The purpose of peacemaking circles is to create a safe, nonjudgmental space to engage in a sharing of authentic personal truths and feelings that are owned by each individual and acknowledged by others, related to a conflict, crisis, issue, or even to a reaction to a speaker film. The circle process allows the opportunity for each person to speak, without interruptions from others.
Peacemaking circles, talking circles, or healing circles, are deeply rooted in the traditional practices of the indigenous people of North America, as well as from other parts of the world. They are widely used among the First Nation people of Canada and the hundreds of tribes of Native Americans in the United States. The circle process establishes a very different style of communication as opposed to European traditions that most of us are familiar with. Rather than aggressive debate and challenging one another, often involving only a few more assertive individuals, the circle avoids interruptions. Rather than active verbal facilitation, communication is regulated through the Peacemakers or Circle Keepers by passing a talking piece (usually an object of special meaning or symbolism of the group).

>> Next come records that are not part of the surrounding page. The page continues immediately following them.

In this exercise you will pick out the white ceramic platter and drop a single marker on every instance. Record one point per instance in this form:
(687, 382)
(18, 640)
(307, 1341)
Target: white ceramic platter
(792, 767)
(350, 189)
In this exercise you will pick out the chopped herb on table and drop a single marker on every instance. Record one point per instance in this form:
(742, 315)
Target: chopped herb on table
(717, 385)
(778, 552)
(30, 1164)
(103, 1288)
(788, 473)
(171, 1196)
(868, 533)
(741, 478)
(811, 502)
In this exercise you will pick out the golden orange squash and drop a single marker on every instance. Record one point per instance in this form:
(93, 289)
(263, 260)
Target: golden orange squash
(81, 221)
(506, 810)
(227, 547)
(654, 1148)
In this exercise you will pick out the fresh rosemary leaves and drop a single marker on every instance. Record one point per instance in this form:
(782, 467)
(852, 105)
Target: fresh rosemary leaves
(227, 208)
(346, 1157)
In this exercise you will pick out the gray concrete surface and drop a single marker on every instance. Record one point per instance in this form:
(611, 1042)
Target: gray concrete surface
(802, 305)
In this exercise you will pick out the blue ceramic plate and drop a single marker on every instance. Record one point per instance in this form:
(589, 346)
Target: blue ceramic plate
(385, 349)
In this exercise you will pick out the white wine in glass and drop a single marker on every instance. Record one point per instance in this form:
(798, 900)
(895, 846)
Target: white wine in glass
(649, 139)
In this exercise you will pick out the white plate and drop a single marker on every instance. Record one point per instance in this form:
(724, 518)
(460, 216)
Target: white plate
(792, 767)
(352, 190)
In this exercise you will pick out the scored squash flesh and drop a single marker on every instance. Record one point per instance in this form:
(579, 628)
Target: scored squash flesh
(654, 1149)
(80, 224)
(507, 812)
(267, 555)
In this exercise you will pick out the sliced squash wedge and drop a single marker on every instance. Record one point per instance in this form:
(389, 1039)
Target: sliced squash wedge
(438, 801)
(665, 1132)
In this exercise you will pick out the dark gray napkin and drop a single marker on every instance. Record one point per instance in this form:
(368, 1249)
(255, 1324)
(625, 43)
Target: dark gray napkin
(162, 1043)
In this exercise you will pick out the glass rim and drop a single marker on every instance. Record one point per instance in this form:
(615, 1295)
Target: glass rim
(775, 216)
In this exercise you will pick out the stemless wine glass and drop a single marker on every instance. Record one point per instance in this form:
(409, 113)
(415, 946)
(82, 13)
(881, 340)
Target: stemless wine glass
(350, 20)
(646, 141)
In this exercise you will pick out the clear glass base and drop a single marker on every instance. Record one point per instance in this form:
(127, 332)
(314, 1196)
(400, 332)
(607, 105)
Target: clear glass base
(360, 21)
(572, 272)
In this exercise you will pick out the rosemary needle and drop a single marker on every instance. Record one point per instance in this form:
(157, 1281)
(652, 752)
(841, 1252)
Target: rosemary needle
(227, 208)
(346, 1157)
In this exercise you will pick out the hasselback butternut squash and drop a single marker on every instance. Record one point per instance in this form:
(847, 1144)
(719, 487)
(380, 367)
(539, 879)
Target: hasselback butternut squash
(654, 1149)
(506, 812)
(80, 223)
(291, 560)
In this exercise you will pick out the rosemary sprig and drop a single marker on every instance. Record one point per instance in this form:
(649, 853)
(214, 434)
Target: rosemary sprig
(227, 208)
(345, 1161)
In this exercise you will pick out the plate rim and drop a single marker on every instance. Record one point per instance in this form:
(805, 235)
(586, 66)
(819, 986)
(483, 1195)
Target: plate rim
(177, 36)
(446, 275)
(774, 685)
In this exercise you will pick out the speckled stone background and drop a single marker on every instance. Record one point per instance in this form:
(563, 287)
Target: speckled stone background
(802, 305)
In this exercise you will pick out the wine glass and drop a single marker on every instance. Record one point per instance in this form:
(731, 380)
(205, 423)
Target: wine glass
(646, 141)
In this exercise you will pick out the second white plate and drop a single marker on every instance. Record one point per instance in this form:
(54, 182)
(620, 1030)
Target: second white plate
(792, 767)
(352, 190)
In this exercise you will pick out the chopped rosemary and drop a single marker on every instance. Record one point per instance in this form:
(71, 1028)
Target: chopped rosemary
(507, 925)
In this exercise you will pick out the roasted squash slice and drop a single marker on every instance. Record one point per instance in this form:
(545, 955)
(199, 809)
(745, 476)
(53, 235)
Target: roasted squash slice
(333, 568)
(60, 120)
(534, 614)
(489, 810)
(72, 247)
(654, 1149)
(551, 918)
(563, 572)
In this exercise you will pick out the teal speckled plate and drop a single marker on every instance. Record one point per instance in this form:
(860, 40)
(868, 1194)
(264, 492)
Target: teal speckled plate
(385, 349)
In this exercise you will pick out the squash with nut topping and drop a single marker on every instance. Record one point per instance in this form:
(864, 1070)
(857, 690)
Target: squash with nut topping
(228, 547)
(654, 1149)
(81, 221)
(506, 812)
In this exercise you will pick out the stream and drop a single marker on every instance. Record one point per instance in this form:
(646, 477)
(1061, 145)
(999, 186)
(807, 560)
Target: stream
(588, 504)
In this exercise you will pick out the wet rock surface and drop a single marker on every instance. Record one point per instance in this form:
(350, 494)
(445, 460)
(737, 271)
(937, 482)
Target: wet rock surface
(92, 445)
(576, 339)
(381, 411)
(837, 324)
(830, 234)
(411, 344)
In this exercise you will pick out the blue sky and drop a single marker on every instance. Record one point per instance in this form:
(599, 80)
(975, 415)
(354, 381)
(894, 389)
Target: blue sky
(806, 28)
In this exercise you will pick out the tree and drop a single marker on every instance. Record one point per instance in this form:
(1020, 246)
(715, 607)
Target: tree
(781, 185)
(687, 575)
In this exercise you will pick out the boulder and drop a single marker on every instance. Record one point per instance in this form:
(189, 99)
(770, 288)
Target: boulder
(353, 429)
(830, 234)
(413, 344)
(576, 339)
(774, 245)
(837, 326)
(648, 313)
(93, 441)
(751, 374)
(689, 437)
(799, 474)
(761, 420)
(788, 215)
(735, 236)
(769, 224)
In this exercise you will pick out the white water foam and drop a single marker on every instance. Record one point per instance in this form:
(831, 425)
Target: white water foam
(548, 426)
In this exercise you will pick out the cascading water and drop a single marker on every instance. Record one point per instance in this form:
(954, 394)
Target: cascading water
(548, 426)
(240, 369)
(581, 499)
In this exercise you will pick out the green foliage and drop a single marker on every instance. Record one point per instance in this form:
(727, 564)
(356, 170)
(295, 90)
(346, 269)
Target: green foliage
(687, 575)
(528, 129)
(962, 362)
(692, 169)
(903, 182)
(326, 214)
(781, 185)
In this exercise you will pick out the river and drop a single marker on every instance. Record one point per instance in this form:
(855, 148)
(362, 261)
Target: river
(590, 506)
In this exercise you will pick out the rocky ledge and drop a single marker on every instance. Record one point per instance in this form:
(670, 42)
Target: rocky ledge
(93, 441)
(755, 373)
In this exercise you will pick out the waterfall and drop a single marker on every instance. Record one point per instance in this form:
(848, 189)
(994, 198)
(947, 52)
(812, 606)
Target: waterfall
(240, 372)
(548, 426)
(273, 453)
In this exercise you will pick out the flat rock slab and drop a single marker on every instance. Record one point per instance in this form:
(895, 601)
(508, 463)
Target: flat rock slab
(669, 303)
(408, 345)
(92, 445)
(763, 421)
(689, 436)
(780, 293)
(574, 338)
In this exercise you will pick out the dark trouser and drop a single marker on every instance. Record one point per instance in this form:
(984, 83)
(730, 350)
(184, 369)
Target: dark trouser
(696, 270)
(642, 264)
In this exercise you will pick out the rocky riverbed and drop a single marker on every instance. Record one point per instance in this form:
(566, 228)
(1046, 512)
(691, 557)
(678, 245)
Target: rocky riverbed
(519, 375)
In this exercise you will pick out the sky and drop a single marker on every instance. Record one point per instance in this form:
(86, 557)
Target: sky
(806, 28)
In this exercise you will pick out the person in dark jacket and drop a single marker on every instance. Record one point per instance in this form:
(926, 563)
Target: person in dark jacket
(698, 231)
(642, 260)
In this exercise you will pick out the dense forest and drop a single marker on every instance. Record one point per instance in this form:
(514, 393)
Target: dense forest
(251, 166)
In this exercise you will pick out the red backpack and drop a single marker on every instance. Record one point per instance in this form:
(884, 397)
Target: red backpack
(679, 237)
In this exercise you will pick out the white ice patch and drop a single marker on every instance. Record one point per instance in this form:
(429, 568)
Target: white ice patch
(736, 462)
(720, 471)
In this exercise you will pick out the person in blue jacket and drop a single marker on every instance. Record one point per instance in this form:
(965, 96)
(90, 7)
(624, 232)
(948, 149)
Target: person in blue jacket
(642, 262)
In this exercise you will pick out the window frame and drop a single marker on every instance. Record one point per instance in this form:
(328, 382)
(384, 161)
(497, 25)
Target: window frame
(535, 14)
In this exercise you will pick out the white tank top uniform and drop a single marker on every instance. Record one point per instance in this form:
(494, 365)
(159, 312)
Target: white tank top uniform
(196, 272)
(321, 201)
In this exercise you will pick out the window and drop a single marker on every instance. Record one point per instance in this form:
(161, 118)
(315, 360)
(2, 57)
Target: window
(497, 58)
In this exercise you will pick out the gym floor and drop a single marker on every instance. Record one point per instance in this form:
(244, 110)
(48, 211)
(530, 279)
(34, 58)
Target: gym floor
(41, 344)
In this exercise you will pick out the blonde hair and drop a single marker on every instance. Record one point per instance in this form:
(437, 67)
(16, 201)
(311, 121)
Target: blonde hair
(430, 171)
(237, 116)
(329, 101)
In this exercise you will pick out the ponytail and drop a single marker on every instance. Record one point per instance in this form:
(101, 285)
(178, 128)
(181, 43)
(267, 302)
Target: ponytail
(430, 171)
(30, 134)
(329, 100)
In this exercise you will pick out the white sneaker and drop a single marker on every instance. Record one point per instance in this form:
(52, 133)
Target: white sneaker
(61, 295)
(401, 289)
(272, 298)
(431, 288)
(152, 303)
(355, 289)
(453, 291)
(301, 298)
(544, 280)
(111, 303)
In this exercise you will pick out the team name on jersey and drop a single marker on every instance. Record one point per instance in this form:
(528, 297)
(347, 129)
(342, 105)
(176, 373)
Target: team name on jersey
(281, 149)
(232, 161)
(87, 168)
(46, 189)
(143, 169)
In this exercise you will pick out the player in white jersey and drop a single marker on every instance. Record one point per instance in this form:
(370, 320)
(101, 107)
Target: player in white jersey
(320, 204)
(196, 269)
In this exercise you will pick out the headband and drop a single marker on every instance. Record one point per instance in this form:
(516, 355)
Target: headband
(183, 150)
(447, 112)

This talking piece fosters respectful listening and reflection in a safe setting. It prevents one-to-one debating or attacking or even having one person dominating the conversation. After welcoming the participants, all of whom are sitting in a circle, the Peacemakers will begin by having each person introduce him or herself, followed by a brief opening commentary by the Peacemakers about the purpose of the circle and the talking piece. Guidelines or communication are discussed and agreed upon. Typical guidelines include listen with respect; speak from the heart; give each person a chance to talk; allow one person to talk at a time when he or she has the talking piece; speak for oneself and not as a representative of any group; realize that it is okay to disagree; and no name-calling or attacking.
The Peacemakers will begin the process by posing a question to reflect on, followed by other related questions. After each question, the talking piece is passed to the person on the left, clockwise. Only one person talks at a time – the one with the talking piece. If others jump in with comments, the Peacemakers remind them of the ground rules and refocuses on the person with the talking piece. Participants are not required to speak: this requirement would create an unsafe, pressured tone to the circle. If someone feels unable to speak, he or she can simply pass the talking piece to the next person.
In most cases the talking circle is completed when the talking piece completes the circle after the last question / topic. If there are exceptions to this unspoken rule this should be discussed prior to the beginning of the talking circle.